Not long ago, I came across a thought in a book from Greek philosopher Nikos Kazantzakis that stopped me cold: “True teachers are those who use themselves as bridges over which they invite their students to cross; then, having facilitated their crossing, joyfully collapse, encouraging them to create bridges of their own.”

That was her. MaryAnne – always one-word, capital A – Needham.

She gave so much of herself, not just to history, but to us. Her students. She shared stories of her family, her loves, her opinions (plenty of them), her quiet rage at injustice and her fierce loyalty to the power of the humanities. She believed the world was there to be interrogated, not memorised. And she showed me that an education wasn’t about having the right answers – it was about learning how to ask the right questions.

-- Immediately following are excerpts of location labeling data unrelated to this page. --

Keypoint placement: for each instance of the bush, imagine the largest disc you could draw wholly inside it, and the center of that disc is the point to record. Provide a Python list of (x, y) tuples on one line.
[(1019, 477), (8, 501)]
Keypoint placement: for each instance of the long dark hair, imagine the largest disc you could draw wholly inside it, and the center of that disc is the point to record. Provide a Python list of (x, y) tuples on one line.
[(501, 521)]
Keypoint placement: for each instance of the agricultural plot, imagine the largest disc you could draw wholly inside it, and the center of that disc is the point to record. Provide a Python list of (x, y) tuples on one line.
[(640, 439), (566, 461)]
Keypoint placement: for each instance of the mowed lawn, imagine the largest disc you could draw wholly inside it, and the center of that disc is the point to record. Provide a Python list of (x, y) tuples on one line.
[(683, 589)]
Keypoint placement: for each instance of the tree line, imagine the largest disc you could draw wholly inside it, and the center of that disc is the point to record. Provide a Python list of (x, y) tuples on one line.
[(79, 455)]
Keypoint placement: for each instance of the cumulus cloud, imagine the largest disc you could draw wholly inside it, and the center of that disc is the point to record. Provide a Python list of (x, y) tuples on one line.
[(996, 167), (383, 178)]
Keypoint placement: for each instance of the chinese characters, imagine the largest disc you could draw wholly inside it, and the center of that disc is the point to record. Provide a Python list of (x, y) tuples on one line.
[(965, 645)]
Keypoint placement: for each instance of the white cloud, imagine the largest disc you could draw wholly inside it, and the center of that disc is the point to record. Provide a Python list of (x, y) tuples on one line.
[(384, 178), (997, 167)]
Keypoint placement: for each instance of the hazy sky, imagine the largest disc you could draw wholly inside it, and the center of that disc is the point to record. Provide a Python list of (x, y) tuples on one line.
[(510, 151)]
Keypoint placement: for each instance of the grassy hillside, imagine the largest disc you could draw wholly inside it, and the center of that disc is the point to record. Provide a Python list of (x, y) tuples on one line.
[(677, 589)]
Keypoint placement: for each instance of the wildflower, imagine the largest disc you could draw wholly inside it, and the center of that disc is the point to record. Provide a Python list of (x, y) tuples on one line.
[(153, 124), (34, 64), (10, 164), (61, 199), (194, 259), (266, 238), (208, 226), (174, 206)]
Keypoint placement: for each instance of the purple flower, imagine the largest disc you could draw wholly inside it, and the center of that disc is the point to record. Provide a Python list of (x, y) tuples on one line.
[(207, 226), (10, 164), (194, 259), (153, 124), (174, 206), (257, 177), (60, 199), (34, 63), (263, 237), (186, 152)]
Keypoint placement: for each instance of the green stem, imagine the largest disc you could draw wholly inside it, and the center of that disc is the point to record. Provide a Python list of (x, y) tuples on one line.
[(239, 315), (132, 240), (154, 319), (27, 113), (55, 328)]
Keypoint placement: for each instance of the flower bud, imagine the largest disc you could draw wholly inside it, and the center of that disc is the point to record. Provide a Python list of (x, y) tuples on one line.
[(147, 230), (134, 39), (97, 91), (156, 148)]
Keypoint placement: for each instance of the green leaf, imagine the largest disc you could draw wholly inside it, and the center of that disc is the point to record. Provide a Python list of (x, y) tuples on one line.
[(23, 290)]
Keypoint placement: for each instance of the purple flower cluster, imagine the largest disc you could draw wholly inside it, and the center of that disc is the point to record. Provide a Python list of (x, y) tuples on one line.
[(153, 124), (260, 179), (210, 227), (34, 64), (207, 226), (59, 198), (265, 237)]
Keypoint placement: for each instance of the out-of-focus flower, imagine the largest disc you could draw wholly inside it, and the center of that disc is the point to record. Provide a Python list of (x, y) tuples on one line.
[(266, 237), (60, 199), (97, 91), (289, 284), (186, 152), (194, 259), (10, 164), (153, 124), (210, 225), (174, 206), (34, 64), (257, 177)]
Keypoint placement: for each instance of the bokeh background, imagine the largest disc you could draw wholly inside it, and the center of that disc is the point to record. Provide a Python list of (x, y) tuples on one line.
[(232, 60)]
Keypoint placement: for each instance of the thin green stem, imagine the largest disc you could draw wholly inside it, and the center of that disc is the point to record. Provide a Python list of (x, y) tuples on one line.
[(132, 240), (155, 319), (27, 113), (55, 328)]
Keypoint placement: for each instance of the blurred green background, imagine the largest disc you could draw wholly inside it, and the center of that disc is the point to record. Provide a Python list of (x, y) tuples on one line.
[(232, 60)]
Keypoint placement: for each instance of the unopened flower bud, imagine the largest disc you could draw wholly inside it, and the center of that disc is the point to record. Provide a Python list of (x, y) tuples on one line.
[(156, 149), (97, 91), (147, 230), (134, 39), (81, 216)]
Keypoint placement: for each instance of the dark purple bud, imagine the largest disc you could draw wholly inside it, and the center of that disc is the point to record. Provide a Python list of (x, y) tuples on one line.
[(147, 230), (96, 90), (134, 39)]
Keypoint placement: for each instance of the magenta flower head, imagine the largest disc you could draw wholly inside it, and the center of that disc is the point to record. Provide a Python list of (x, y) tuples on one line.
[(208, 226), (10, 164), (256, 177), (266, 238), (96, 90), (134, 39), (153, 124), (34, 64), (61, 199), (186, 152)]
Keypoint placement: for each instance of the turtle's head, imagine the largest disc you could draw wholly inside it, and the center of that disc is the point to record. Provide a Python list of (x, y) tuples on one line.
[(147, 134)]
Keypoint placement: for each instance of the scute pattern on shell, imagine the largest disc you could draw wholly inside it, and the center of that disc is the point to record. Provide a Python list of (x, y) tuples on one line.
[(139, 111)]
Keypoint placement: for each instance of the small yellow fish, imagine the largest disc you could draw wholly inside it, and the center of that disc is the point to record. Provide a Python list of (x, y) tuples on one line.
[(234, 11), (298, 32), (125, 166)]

Rob Harris reported on the coronation of King Charles III.

Rob Harris reported on the coronation of King Charles III.Credit: AP

There are dozens – probably hundreds – of Needhamites out in the world now. Some in courtrooms, some in classrooms of their own. Some in boardrooms or on building sites or quietly raising thoughtful kids.

An old school friend who ended up advising a prime minister remembers her as the person who showed her that politics could be a force for good. Another, now a lawyer, credits her with saving him from a career in plumbing by showing him the power of an idea.

And I get it. Because it was the same for me. I try to tell her that, or tried to, in sporadic updates over the years – a new job, a byline she might’ve seen in The Age or the Herald Sun, a piece I hoped she’d quietly critique. Perhaps she even red-penned the odd clunky sentence in her head, with that familiar blend of love and literary exasperation.

The last time I saw her, we met for tea near the War Memorial in Canberra.

We sat under the gaze of Weary Dunlop – a man I knew so well, thanks to her lessons – and spoke about the world, about politics, about the strange joy of being curious.

In December, her brother, Mark, emailed to say she didn’t have long left. But miraculously, she is still hanging on, in a hospice in the Latrobe Valley. So not long after Pope Francis’ funeral, I called to tell her where I was and what I’d seen. She was, after all, a devout Catholic.

I told her, every day I do this job – from Dublin to Dnipro, from royal palaces to border checkpoints – I carry her with me. In the questions I ask. In the way I try to see people in their full context. In the simple belief that history matters, and that words, when used carefully, can shape how we understand the world.

How lucky am I to have had a teacher like that? Very. And did I do her proud? Gosh, I hope so.